For one thing, look at baseball managers. Baseball is the one remaining sport in which one need not appear to be one of the Brobdingnagians from Gulliver's Travels to succeed. There is a former NFL player who is affiliated with my work group - a member of the BALTIMORE Colts at one time, he was - and he looks pretty much like anyone else you might see on the street...just in slightly better condition. But he doesn't have the 27" neck and 68 XL suit jacket measurement of today's gridiron heroes. Baseball players are more or less normally-sized, and it says here that there is more thinking in the game of baseball than in any other big time sport.
However, being able to play the game very well does not always translate to being able to teach others or coach others in how to play it very well. The game's history is full of Hall of Famers who came back to manage big league clubs and ...uh...struck out. In most cases, it was because their idea of coaching was telling some guy, "Go up there and hit a double, then steal third and get ready to come home on a squeeze bunt like I used to do." Telling someone to do something is not the same as making them able to do it. Isn't that right, Pete Rose, Jr?
To get back to the ill-presented training class, let me share something with you that I learned a long time ago from a man who ran a trade school, teaching automotive mechanics. This may just come in handy if you're ever called upon to teach someone how to do something. (The exception would be if you're ever called upon to teach a teenaged family member how to drive a car. Then, all bets are off!)
The teaching method this man advocated used three simple steps:
- Tell them what you're going to tell them.
- Tell them.
- Tell them what you told them.
If you want to teach someone to do something, you need to engage their interest, so you might start your lesson off with a lighthearted joke or humorous anecdote.

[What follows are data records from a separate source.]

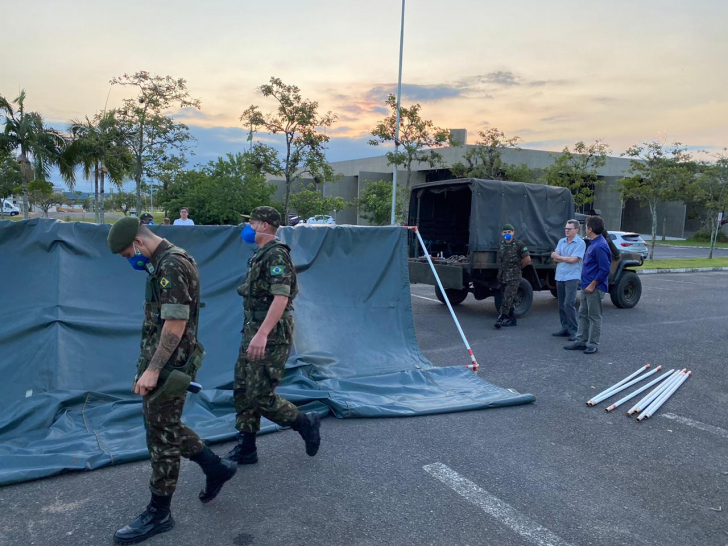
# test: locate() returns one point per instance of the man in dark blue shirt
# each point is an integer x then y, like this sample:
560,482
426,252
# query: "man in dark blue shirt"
594,284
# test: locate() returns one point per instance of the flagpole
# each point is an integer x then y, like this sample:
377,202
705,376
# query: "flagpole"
396,130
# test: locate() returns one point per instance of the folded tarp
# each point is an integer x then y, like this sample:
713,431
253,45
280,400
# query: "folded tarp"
72,312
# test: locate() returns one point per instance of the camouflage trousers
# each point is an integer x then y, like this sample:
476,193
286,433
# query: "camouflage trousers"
167,439
510,288
254,389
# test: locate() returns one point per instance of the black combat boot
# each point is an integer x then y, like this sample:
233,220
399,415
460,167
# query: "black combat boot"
511,320
156,519
245,452
308,425
217,471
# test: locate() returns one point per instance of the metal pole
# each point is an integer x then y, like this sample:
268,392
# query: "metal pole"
642,404
396,128
474,363
611,393
667,393
641,389
630,376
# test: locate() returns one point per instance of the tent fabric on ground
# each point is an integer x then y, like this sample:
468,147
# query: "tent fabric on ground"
72,313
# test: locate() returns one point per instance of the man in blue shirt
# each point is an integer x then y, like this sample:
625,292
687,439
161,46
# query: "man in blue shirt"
569,257
594,284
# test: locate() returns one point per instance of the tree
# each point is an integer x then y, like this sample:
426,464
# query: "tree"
310,202
99,147
484,159
418,137
150,134
659,174
375,201
712,193
577,170
123,201
42,195
39,146
10,177
220,191
297,119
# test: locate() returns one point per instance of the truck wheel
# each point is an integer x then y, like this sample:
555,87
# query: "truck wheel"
455,295
627,292
522,302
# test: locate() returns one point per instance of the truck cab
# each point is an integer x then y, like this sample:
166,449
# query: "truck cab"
461,221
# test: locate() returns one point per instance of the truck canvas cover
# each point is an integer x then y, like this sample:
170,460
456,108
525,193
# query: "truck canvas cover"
536,211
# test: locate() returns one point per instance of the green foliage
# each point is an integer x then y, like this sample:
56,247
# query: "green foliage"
577,170
375,202
659,174
10,177
484,159
38,146
298,120
218,192
310,202
418,140
150,134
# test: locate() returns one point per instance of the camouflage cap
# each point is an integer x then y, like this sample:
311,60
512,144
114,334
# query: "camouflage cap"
265,214
122,233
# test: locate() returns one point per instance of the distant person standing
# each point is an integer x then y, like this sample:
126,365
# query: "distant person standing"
594,284
513,256
184,219
569,258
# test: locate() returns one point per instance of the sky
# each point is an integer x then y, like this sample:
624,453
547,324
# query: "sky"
553,73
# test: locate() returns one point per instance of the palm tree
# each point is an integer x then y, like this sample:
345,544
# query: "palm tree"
98,147
39,146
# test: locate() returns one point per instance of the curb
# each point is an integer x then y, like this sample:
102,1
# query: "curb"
679,270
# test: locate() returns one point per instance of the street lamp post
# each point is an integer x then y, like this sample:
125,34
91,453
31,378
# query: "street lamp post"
396,130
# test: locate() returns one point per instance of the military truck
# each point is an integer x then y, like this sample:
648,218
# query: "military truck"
461,222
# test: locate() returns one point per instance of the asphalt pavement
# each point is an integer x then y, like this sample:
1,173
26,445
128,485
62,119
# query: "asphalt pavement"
553,472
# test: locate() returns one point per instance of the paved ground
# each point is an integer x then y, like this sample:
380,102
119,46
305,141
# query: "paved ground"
550,473
671,252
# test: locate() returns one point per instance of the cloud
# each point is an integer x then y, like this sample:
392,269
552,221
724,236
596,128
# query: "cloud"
413,92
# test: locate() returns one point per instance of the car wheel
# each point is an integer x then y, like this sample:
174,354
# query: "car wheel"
522,302
455,295
627,292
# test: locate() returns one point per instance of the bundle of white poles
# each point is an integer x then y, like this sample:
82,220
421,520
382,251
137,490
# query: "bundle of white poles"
667,384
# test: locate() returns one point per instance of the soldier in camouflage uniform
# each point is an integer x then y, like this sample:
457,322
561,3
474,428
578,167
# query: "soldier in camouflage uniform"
512,257
268,292
170,358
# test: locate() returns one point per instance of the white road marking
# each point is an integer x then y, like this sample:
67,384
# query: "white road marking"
493,506
697,424
424,298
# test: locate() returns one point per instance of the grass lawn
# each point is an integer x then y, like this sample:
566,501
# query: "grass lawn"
688,243
689,263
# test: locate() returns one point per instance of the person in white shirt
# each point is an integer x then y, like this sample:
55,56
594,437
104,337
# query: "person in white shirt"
569,257
184,219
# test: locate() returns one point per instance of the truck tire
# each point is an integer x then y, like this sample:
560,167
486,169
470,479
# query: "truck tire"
455,295
523,301
627,292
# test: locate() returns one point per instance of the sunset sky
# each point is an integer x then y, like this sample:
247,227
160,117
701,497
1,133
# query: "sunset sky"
552,72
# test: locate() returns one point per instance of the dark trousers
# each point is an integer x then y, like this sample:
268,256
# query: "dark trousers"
566,291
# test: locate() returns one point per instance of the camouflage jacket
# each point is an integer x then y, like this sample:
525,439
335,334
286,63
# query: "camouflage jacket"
270,273
172,292
510,256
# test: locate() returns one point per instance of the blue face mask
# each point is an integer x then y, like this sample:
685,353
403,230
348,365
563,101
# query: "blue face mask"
248,234
138,261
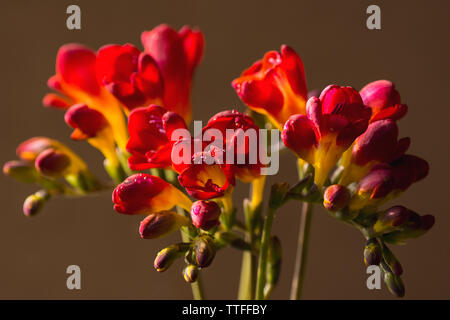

Did you hear the one about the two guys out in a boat who had three cigarettes and no matches? How did they smoke? They threw one cigarette overboard...that made the boat a cigarette lighter!
Or, you could choose a funny one. It's up to you. But after the opening niceties, you need to say, "Today, we are going to learn to make a sandwich." And then here you could talk about why they are here to learn to make a sammy, or mention that most people have experience in this line and their own background in sandwich preparation, but the goal here is to make sure that everyone knows why they are sitting there and why you are standing there.
Then you tell them how to make a sandwich. Be sure to let them get up and make a sandwich, or at least get their hands on some cold cuts and tomatoes, because there is no learning like doing. I know that not every lesson is the sort of lesson that lends itself to hands-on involvement, but in any event, you have to get the class into it somehow, even if they are pantomiming the process. After all, you wouldn't want your tooth being filled by someone who had sat through I don't care how many years of lectures in dental school: you want someone who has actually done this sort of thing before!
Then you wrap it up (the lesson, not the sandwich) by going over why they came, what they learned, and how it will fit into their lives or work. If there was a list of steps or a procedure, this is the time to repeat it for them and review it one more time...or twice if there are questions.
And trust me, this works well! A lot of people who ought to be using it, aren't. It's the key to teaching, in my opinion. The man who demonstrated this method all those years ago put a raw hot dog in the middle of a car's electrical system, and showed how the spark stayed hot by showing us a hot dog getting cooked as he lectured. It's a lesson that has stayed with me for many a year, and that's the point, whatever you teach.